元々壁の中に埋め込まれていた配管、いわゆる「隠蔽配管」が劣化していて、ガス漏れを起こしていることが分かりました。いつも依頼しているという業者さんからは「これはもう、せっかく仕上げた壁を壊して配管をやり直すしかない。今のままじゃ無理だ」と断られてしまったそうで。
現場監督さんは、文字通り真っ青な顔をしていました。そりゃそうですよね。工期も予算もギリギリの中で、また内装をやり直すなんて悪夢以外の何物でもありません。そんな時、たまたま近くで別の作業をしていた私の車のロゴを見つけて、「丸一電気さん!ちょっと助けてくれ!」と駆け寄ってこられたのが、今回の工事の始まりでした。
「壁を壊さない」という選択肢を求めて

現場を拝見すると、確かに厳しい状況でした。でも、職人として「無理」と突っぱねる前に、何か方法はないかと考えるのが僕の信条です。せっかく綺麗になった壁に穴を開けたり壊したりするのは、やっぱり忍びないですからね。

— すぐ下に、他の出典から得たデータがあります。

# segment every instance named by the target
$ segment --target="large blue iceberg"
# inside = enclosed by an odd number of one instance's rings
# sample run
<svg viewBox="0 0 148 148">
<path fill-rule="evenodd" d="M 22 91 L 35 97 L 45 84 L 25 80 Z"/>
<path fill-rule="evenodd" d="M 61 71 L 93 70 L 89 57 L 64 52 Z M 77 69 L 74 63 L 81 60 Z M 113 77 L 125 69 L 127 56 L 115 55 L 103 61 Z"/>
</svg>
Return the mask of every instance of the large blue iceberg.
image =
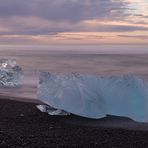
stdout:
<svg viewBox="0 0 148 148">
<path fill-rule="evenodd" d="M 116 115 L 148 122 L 148 85 L 137 76 L 41 72 L 37 96 L 52 108 L 83 117 Z"/>
</svg>

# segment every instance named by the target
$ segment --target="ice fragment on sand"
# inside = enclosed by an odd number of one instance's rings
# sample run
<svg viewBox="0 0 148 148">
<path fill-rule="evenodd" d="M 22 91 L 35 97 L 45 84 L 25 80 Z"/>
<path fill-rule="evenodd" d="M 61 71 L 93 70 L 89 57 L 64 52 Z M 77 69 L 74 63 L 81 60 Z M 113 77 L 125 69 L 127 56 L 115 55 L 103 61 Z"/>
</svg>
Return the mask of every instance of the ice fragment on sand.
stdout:
<svg viewBox="0 0 148 148">
<path fill-rule="evenodd" d="M 99 119 L 108 114 L 148 122 L 148 85 L 133 75 L 42 72 L 37 97 L 54 108 L 83 117 Z"/>
<path fill-rule="evenodd" d="M 88 118 L 106 116 L 97 78 L 93 76 L 42 72 L 37 95 L 45 104 L 66 112 Z"/>
<path fill-rule="evenodd" d="M 15 60 L 0 59 L 0 86 L 16 87 L 21 84 L 22 68 Z"/>
<path fill-rule="evenodd" d="M 61 110 L 61 109 L 55 109 L 52 108 L 48 105 L 37 105 L 36 106 L 41 112 L 46 112 L 49 115 L 58 115 L 58 116 L 66 116 L 66 115 L 70 115 L 70 113 Z"/>
</svg>

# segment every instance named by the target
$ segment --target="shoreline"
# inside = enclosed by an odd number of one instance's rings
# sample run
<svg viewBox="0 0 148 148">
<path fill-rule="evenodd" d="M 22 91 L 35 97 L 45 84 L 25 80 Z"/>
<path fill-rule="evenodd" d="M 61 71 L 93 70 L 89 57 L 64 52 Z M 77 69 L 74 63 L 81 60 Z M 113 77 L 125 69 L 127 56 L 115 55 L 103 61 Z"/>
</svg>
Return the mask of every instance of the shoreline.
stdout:
<svg viewBox="0 0 148 148">
<path fill-rule="evenodd" d="M 35 102 L 0 98 L 2 147 L 148 147 L 147 124 L 114 116 L 99 120 L 75 115 L 49 116 L 40 112 Z M 142 130 L 116 127 L 115 123 L 120 125 L 121 121 L 123 125 L 127 121 L 134 123 Z"/>
</svg>

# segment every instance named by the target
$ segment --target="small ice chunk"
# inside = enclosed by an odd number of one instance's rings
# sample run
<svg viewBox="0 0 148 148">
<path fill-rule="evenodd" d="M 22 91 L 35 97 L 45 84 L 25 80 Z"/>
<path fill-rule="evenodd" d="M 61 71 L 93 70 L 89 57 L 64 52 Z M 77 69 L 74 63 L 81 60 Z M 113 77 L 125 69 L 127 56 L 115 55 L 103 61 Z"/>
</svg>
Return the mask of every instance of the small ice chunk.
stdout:
<svg viewBox="0 0 148 148">
<path fill-rule="evenodd" d="M 0 86 L 16 87 L 21 84 L 22 77 L 22 68 L 15 60 L 0 59 Z"/>
<path fill-rule="evenodd" d="M 66 116 L 70 115 L 70 113 L 61 110 L 61 109 L 55 109 L 53 107 L 50 107 L 48 105 L 37 105 L 36 106 L 41 112 L 46 112 L 49 115 L 58 115 L 58 116 Z"/>
</svg>

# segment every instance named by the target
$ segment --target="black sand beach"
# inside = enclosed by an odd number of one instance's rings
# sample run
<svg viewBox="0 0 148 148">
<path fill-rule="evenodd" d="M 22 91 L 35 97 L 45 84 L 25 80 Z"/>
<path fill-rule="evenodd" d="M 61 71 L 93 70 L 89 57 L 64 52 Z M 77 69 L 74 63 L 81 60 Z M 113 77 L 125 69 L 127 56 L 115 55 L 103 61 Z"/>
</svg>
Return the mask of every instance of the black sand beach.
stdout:
<svg viewBox="0 0 148 148">
<path fill-rule="evenodd" d="M 0 147 L 148 147 L 147 124 L 127 119 L 131 125 L 127 129 L 121 128 L 124 122 L 113 127 L 121 121 L 115 117 L 89 120 L 74 115 L 48 116 L 35 105 L 0 99 Z M 109 122 L 112 126 L 106 126 Z"/>
</svg>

まず着手したのは、既存のルートが本当に死んでいるのか、それとも手を加えれば活かせるのかという精密な診断です。最新のエアコンは非常に繊細です。古い配管をそのまま適当に繋ぐと、中に残った酸化したオイルやゴミが原因で、せっかくの新品が数ヶ月で壊れてしまいます。
そこで今回は、配管洗浄と窒素ブローを徹底的に行いました。管の中に特殊な洗浄液を流し込み、高圧の窒素ガスで汚れを一本残らず吹き飛ばす作業です。何度も繰り返して、管の中が新品同様にまで綺麗になったことを確認したときは、思わず監督さんと顔を見合わせてホッとしました。

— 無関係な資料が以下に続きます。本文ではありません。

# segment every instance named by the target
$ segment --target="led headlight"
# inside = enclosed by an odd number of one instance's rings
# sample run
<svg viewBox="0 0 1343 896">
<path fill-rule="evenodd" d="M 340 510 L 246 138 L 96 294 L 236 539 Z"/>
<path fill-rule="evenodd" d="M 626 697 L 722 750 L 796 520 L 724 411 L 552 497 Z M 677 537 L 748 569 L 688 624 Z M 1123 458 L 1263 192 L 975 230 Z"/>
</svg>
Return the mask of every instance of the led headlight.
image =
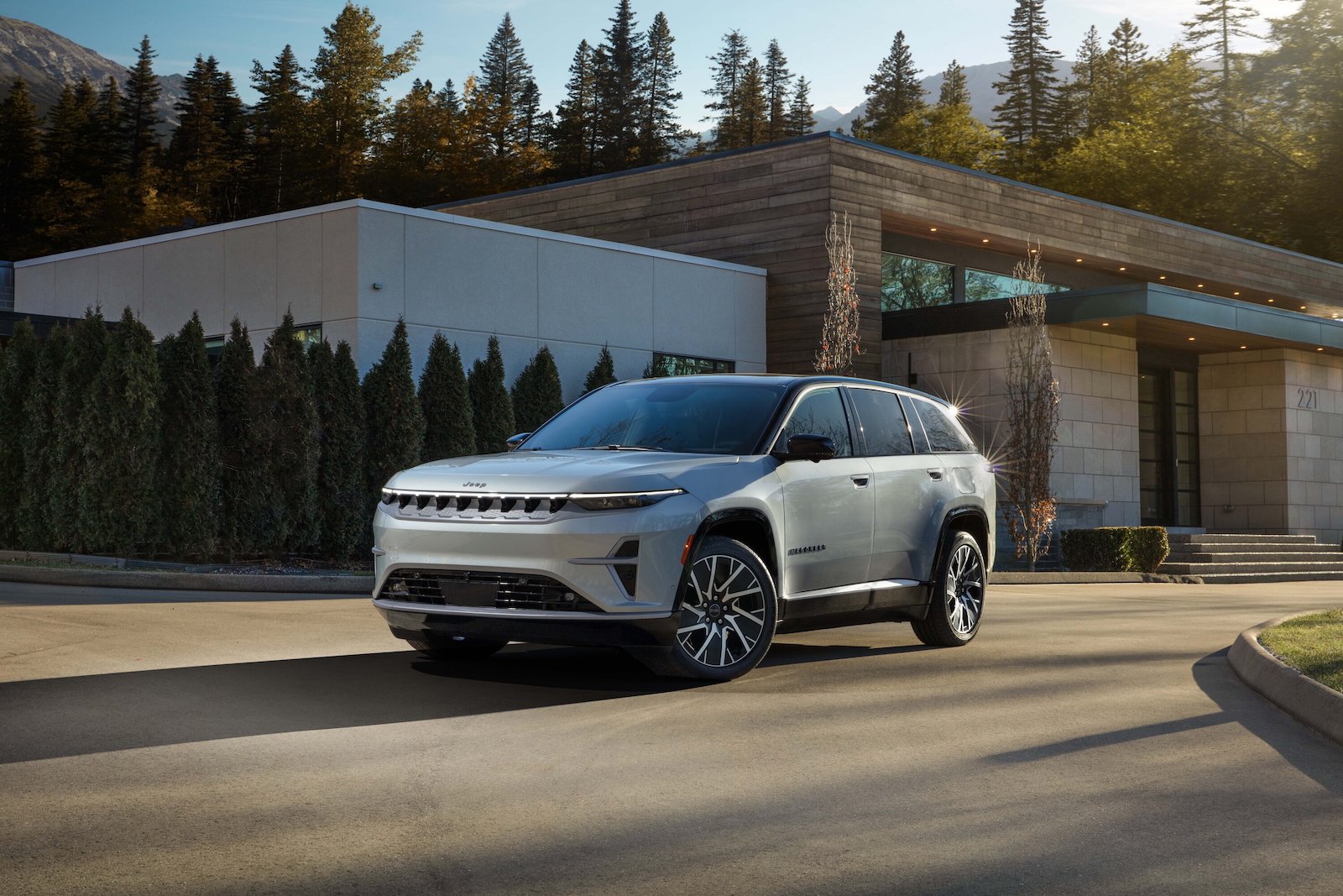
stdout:
<svg viewBox="0 0 1343 896">
<path fill-rule="evenodd" d="M 649 506 L 673 494 L 685 494 L 685 489 L 666 489 L 663 492 L 603 492 L 594 494 L 571 494 L 569 500 L 584 510 L 627 510 L 630 508 Z"/>
</svg>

その後は、リノベーションのデザインを絶対に邪魔しないルートを再設計しました。美観を損なわず、かつエアコンが本来の能力を発揮できる。この「当たり前」を形にするために、現場でミリ単位の調整を繰り返しました。
「とりあえず動けばいい」が招く、目に見えない恐怖
ここで少し、怖い話をさせてください。もし今回のようなケースで、不具合に気づかないまま、あるいは「バレなければいい」と安易な工事を強行していたらどうなるか。
ガス漏れを放置すれば、エアコンが効かないのはもちろん、コンプレッサーに無理な負荷がかかって焼き付きます。でも、もっと恐ろしいのは壁の中での電気的なトラブルです。無理な接続や湿気による腐食を放置すると、見えないところでショートして、最悪の場合は火災に繋がります。
特にマンションの場合、自分の家だけの問題では済みません。一瞬の油断や「手抜き」が、取り返しのつかない大惨事を招く。だからこそ、僕たち電気工事士は、たとえ現場で煙たがられても、安全性については絶対に妥協しちゃいけないんです。
「救世主」と呼ばれた後の、職人としての喜び
なんとか壁を壊すことなく、無事に新しいエアコンへの交換が完了しました。試運転で心地よい風が吹き出してきたとき、監督さんから「丸一さんはまさに救世主だ!」と握手を求められたのは、ちょっと照れくさかったですが、本当に嬉しかった。
その後、その監督さんとは信頼関係ができ、今では継続して電気工事のご依頼をいただけるようになりました。困ったときに顔を思い出してもらえる。これこそが、新潟市の地元の電気屋として一番の誇りだと思っています。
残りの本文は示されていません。